UNPUBLISHED
UNITED STATES COURT OF APPEALS
FOR THE FOURTH CIRCUIT
No. 14-1592
MICHAEL A. WATT,
Plaintiff - Appellant,
v.
RAY MABUS, Secretary, Department of the Navy,
Defendant - Appellee.
Appeal from the United States District Court for the Eastern
District of Virginia, at Alexandria. Liam O’Grady, District
Judge. (1:12-cv-00128-LO-JFA)
Submitted: April 27, 2015 Decided: May 1, 2015
Before WILKINSON, NIEMEYER, and AGEE, Circuit Judges.
Affirmed by unpublished per curiam opinion.
Thomas F. Hennessy, VIRGINIA EMPLOYMENT AND FAMILY LAW OFFICE,
Fairfax, Virginia, for Appellant. Dana J. Boente, United States
Attorney, Dennis C. Barghaan, Jr., Assistant United States
Attorney, Alexandria, Virginia, for Appellee.

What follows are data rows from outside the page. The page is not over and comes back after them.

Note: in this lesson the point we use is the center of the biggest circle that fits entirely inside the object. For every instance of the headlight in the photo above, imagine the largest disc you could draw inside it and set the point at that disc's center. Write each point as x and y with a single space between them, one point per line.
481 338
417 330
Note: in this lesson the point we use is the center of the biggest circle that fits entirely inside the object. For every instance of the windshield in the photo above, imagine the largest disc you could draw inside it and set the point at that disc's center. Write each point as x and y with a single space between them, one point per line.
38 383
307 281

Unpublished opinions are not binding precedent in this circuit.
PER CURIAM:
Michael A. Watt appeals the district court’s order granting
the Secretary of the Navy’s motion for summary judgment on
Watt’s Title VII ∗ employment discrimination and retaliation
claims. We affirm.
We review a district court’s grant of summary judgment de
novo, “viewing all facts and reasonable inferences therefrom in
the light most favorable to the nonmoving party.” Smith v.
Gilchrist, 749 F.3d 302, 307 (4th Cir. 2014) (internal quotation
marks omitted). Summary judgment is appropriate when “there is
no genuine dispute as to any material fact and the movant is
entitled to judgment as a matter of law.” Fed. R. Civ. P.
56(a).
Title VII prohibits an employer from “discriminat[ing]

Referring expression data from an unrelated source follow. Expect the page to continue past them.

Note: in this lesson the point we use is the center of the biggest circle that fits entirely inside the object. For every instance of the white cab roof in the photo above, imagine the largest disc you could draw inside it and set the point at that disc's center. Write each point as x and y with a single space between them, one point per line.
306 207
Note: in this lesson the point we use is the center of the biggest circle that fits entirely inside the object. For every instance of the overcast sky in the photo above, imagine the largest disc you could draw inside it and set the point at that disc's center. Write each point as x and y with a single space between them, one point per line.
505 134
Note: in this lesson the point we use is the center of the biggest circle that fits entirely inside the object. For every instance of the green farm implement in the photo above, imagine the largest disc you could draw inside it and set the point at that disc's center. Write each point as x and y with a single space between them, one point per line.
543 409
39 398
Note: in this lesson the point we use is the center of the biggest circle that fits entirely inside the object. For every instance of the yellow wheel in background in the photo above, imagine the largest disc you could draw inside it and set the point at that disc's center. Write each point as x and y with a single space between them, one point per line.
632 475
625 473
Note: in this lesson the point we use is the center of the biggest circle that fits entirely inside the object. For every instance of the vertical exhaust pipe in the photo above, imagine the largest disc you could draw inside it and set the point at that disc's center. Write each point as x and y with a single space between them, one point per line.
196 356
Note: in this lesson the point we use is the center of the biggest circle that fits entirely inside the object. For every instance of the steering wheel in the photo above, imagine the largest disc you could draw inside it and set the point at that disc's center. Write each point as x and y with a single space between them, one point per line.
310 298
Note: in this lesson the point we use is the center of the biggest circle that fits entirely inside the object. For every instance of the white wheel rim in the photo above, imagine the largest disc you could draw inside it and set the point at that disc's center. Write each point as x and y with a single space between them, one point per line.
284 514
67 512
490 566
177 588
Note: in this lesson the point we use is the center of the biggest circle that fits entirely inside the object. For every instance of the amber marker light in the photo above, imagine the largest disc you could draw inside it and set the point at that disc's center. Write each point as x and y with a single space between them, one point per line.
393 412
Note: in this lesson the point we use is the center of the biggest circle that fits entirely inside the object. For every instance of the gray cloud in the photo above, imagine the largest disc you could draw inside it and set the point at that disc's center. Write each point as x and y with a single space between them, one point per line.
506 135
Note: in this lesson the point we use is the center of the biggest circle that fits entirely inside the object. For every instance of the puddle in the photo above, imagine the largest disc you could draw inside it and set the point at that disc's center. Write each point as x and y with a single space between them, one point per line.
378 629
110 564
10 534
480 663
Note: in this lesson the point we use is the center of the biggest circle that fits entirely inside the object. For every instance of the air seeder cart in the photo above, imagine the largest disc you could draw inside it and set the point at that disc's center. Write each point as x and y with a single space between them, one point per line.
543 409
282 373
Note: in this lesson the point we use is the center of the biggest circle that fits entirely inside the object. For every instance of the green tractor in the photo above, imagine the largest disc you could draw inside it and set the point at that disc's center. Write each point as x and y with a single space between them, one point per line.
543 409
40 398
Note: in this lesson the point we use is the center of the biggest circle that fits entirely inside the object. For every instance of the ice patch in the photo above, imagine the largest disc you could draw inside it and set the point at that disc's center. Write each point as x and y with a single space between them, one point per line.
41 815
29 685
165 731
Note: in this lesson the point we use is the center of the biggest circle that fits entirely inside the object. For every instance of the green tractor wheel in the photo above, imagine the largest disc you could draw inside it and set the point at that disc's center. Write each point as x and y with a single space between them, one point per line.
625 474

against any of [its] employees . . . because [the employee] has
opposed any practice made an unlawful employment practice by
[Title VII].” 42 U.S.C. § 2000e-3(a) (2012). Because Watt did
not present direct evidence of retaliation, the district court
analyzed his retaliation claim under the familiar burden-
shifting framework established in McDonnell Douglas Corp. v.
Green, 411 U.S. 792 (1973). Under this framework, a plaintiff
∗
Title VII of the Civil Rights Act of 1964, 42 U.S.C.
§§ 2000e to 2000e-17 (2012).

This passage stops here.